Parketnummer: 13/994277-07 (PROMIS)
Datum uitspraak: 18 september 2008
op tegenspraak (met machtiging)
van de rechtbank Amsterdam, meervoudige economische strafkamer, in de strafzaak tegen
Gemeente Amsterdam (Projectbureau Bodem),
gevestigd op het [adres 1] te Amsterdam,
namens wie als gemachtigde is verschenen:
[gemachtigde]
geboren op [geboortedatum] 1953, domicilie kiezende op het [adres 1] te Amsterdam.
De rechtbank heeft beraadslaagd naar aanleiding van het onderzoek op de terechtzitting van
4 september 2008.
Aan verdachte is telastegelegd dat
zij op of omstreeks 12 februari 2007 te Amsterdam, al dan niet opzettelijk,
zich heeft gedragen in strijd met voorschrift 5.2 van de aan haar op 25 juli 2005 door het Hoogheemraadschap Amstel, Gooi en Vecht op grond van de Wet verontreiniging oppervlaktewateren verleende vergunning,
immers bevatte het afvalwater dat werd geloosd via meetpunt BODAM0203 in het oppervlaktewater van de Ringvaart in enig steekmonster (een) hogere gehalte(s) dan de in tabel 2 van voorschrift 5.2 genoemde waarden,
namelijk bedroeg het gehalte aan BTEX (ongeveer) 480 µg/l, althans meer dan 2 µg/l en/of bedroeg het gehalte aan Naftaleen (ongeveer) 170 µg/l, althans meer dan 1 µg/l en/of bedroeg het gehalte aan PAK's (15 EPA) (ongeveer) 430 µg/l, althans meer dan 4 µg/l;
de hierboven voorkomende termen worden - voor zover van toepassing – gebruikt in de zin van de Wet verontreiniging oppervlaktewateren en genoemde vergunning.

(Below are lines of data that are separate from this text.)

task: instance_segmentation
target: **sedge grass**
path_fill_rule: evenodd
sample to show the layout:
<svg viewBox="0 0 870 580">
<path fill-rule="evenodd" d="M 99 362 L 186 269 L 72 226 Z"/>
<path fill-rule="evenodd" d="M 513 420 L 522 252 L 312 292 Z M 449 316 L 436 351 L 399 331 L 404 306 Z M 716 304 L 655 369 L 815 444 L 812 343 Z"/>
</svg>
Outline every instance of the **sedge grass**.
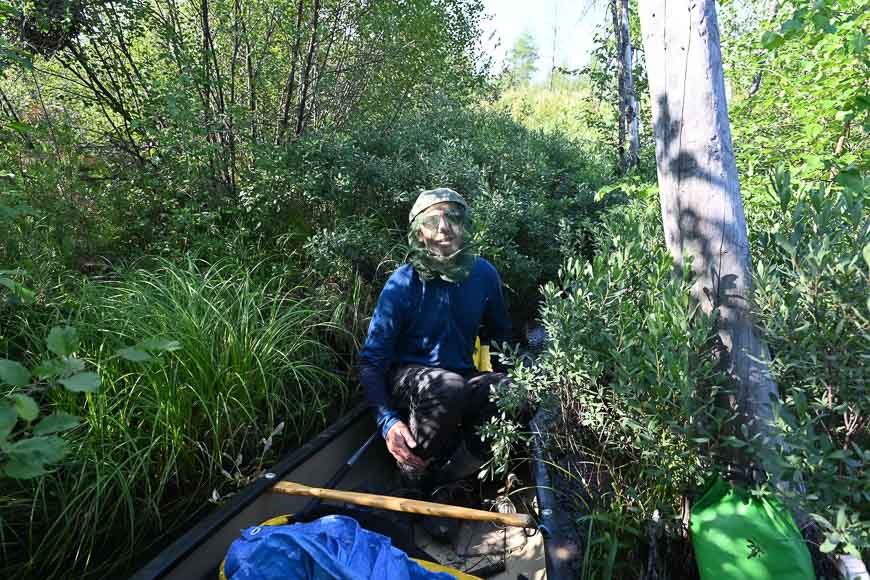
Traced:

3. De bewijsmiddelen en de beoordeling daarvan
De rechtbank gaat uit van de volgende feiten.
Op 2 maart 2005 is bij het hoogheemraadschap Amstel, Gooi en Vecht (verder ook: het hoogheemraadschap) een aanvraag voor een vergunning ingevolge de Wet verontreiniging oppervlaktewateren (verder ook: Wvo) binnengekomen afkomstig van het Projectbureau Bodem van de gemeente Amsterdam (verder ook: verdachte). Het College van dijkgraaf en hoogheemraden van het hoogheemraadschap heeft op 25 juli 2005 besloten de vergunning aan verdachte te verlenen en aan deze vergunning voorschriften te verbinden (verder ook: de voorschriften). De vergunning heeft betrekking op de lozing van gezuiverd grondwater in het oppervlaktewater en in het rioolstelsel van de gemeente Amsterdam. De lozing is afkomstig van bodemsaneringswerkzaamheden op het terrein van de voormalige Oostergasfabriek te Amsterdam.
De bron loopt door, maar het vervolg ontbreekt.